Cari ascoltatori, pur non essendo sadici ci tocca infliggervi le tecniche di ‘soccorso arcobaleno’ di Elly Schlein a Matteo Lepore, sindaco di Bologna nonché capo dei centri sociali bolognesi. Il risultato è la solita toppa peggio del buco. Diciamo ‘arcobaleno’ perché dire ‘rosso’ potrebbe evocare un’epoca in cui, pur sempre d’ispirazione autoritaria e totalitaria, la sinistra ha avuto un suo spessore, una credibilità. Al tempo il Pci aveva un servizio d’ordine che se gli antagonisti figli di papà giocando alla rivoluzione si avvicinavano al corteo del partito, li accompagnava fuori con modalità assai persuasive.

Nella commedia permanente del Pd odierno, invece, spiccano le dichiarazioni della segretaria, ieri sera a in onda su La7, sulle folli e sconsiderate giornate bolognesi.
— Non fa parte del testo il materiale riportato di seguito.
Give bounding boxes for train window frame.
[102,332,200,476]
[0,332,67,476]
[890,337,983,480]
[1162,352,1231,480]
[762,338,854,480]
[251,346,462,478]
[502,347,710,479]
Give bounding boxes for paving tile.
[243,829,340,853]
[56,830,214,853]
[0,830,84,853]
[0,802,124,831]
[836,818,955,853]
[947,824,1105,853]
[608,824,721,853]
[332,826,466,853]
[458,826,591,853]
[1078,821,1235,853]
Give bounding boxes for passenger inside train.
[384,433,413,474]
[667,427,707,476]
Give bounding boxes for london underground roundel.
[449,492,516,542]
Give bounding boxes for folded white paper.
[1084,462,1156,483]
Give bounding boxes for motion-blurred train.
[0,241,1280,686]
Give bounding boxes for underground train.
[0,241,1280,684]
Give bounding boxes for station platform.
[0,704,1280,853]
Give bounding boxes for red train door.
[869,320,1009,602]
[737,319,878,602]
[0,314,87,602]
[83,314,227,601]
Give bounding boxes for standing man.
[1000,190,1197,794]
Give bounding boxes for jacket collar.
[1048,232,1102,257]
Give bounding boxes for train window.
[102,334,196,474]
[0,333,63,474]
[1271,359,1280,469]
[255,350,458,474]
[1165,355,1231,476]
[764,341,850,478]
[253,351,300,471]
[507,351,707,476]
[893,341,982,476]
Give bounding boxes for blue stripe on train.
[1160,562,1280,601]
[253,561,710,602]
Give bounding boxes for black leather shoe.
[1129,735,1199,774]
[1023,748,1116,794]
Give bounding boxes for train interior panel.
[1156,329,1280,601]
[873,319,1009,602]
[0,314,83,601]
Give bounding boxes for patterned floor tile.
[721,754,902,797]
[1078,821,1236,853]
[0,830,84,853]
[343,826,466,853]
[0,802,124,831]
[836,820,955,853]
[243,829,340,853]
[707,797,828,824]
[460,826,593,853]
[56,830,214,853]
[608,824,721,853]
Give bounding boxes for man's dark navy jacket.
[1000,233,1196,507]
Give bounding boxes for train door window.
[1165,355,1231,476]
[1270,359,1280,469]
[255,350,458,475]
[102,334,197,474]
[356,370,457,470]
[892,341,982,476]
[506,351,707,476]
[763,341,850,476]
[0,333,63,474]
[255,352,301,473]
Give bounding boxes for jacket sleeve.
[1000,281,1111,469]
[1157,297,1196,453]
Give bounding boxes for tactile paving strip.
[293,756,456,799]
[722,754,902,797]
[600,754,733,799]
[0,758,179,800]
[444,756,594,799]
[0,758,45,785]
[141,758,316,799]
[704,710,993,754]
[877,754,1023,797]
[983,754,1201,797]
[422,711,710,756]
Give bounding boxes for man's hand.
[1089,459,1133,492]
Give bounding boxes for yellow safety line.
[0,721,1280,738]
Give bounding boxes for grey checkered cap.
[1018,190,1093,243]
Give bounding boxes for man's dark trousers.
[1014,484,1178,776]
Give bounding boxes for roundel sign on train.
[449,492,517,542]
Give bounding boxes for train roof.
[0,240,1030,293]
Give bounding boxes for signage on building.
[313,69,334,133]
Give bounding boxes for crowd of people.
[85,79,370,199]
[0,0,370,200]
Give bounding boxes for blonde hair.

È partita subito con il botto: “Lepore ha scelto di governare la frustrazione e lo smarrimento di un’intera comunità”, pensate se non lo decideva, sarebbero partite sparatorie? “È stato importante per non lasciarla in balia delle spinte più estremiste e degli antagonisti”, e qui ci scappa un ‘ma ci prende per il culo’? Bologna è stata del tutto in balia degli estremisti e degli antagonisti! Poi ci informa che “la violenza è da condannare sempre, ogni volta che si manifesta”, e qui è ambigua, si fa strada la sensazione che alla violenza antagonista Elly voglia affiancare una presunta violenza della polizia.

Ancora: “La politica non deve arrivare con condanne o assoluzioni d’ufficio, sarà la magistratura a stabilire se ci saranno responsabilità e di chi”, e meno male, ma al di là di queste ovvietà avrà pure tirato le orecchie al suo sindaco, che pochi minuti dopo la tragedia aveva convocato una manifestazione intitolata ‘Giustizia per Fakir’, lo avrà pure richiamato all’ordine democratico istituzionale. Perché con ‘giustizia’ lo slogan intende che c’è qualcuno colpevole, non è che ci si fa portare a spasso da questi supercazzolari, l’italiano mantiene un suo significato.

La stessa Elly è caduta in contraddizione, perché pochi minuti prima aveva detto: “Quando un uomo muore durante un’operazione di fermo lo Stato ha fallito e proprio lo Stato deve fare piena luce”. Ma se si deve fare piena luce, come si può dire a priori che lo Stato ha fallito? Inoltre, al momento ogni descrizione che spunta (l’ultima è la registrazione delle bodycam) pare confermare che gli agenti non hanno tenuto condotte eccessive, fuori dal protocollo, tantomeno gratuitamente violente sul corpo di Fakir. Quindi dire subito che lo Stato ha fallito è puro pregiudizio.

La lezione della professoressa Elly chiude così: “Non ritengo che il ruolo della politica sia di precipitarsi a commentare ogni giorno i fatti di cronaca, alimentando delle opposte tifoserie”, che però è esattamente quel che hanno fatto Lepore e a ruota tutti i luogotenenti del Pd d’osservanza schleiniana, a partire da Francesco Boccia, che hanno perfino tirato in ballo il modello Ice. Vedete? Non c’è niente da fare: anche questo soccorso arcobaleno di Elly a Lepore è la cartina al tornasole della totale inaffidabilità della sinistra.